An enjoyable but utterly pointless book.I'm a huge Douglas Adams fan but sadly this book doesn't deserve his name. It's not that it's filth, or worthless. In fact this is has some lovely moments in the book and that's what gets it 2 stars from me.But the issue is it's a book that shouldn't exist. This should be free on the internet, or some other format. You get a large amount of articles, a few random chapters from a book, a book that no one even knows what series it belongs to exactly, and that's about it. The only author I felt worse about passing was Micheal Crichton, and his posthumous book was an almost finished manuscript, this unfortunately is just the building blocks.The worst book in the world would be one you talk about with the author, read all the chapters out of order, and piecemeal, read a rough draft, read an almost final version, and read the final copy. This is just the second step by itself, and because we all know there won't be a final book, it feels like a hollow last hurrah in my mind. I'll always miss Douglas Adams, but I'll honor him with his classics. Not what probably should have remained unpublished and unnecessary tidbits of his life.
—Frank
When i first heard about this book, I went very quickly from exitement, through confusion and ended up in serious doubt. I was exited at the prospect of a book by my favorite author that I had not yet read, confused as to how that had happened, and finally in serious doubt if I should when i learned what it was about. This is an unfinished Dirk Gently #3, and mabye some other stuff(Or so I thought, it turns out that the DG#3 is only about 80 pages out of 280). I was scared that it would be really obviously unfinished, that it would be nothing like the other books I love so deerly, and that reading the start of it would make me horribly sad and depressed about never being able to read the whole thing. I was right about the last one, it is a bittersweet read.
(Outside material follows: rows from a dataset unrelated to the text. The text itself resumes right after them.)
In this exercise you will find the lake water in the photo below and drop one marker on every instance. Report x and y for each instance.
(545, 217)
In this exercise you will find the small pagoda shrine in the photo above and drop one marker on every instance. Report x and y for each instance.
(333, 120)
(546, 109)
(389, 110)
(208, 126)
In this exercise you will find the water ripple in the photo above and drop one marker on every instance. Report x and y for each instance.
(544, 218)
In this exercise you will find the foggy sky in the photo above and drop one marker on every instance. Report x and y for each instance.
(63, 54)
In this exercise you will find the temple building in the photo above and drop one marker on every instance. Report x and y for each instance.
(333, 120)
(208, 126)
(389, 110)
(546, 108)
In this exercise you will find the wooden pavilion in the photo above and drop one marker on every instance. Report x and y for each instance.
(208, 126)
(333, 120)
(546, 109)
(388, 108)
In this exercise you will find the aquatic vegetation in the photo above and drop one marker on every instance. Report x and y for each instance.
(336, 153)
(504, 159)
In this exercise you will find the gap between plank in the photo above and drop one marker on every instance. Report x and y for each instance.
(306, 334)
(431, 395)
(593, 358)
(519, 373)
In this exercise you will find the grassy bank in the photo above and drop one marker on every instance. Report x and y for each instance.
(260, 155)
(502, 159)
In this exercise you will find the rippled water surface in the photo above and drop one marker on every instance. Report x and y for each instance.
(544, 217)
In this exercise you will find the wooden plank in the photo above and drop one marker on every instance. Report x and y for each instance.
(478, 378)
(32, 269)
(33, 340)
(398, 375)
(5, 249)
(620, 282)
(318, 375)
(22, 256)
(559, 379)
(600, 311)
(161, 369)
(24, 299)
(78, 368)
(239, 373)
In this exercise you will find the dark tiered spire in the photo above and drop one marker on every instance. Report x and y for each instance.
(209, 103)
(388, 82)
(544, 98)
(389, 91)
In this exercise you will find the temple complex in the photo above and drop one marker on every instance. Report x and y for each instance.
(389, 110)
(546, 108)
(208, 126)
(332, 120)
It startes of with all the wonderful Douglassy Adamsness that i wanted from it, but then it just ends, leaving me exactly where I feared it would when I happened upon it in the library and thought something along the lines of "fuck it, its Douglas Adams, I can't not read it".However. That is only true for the Dirk Gently part of the book. The other parts are thoughtprovoking, easy to read, fun brilliance. Some of it will be familliar to those who has already read Last Chance to See, or watched his talk at University of California just before his death.Even though I am now quite sad I don't regret reading it, and I'd recommend it to any and all fans of Douglas Adams.
—Zaru
This was a fascinating book. It took me forever to read it as I only picked it up a few pages at a time, but that allowed me to savor the enjoyment. I hD never read any of Adams' essays or interviews that I can recall, only the fiction, so it was interesting to get another look at the way he thought. Reading things he wrote about computers in the '90s was especially fun, because we're living a lot of his predictions now. In the end the book has an appropriately unfinished feeling; you don't want it to end, yet it does, on a peculiar note and too soon.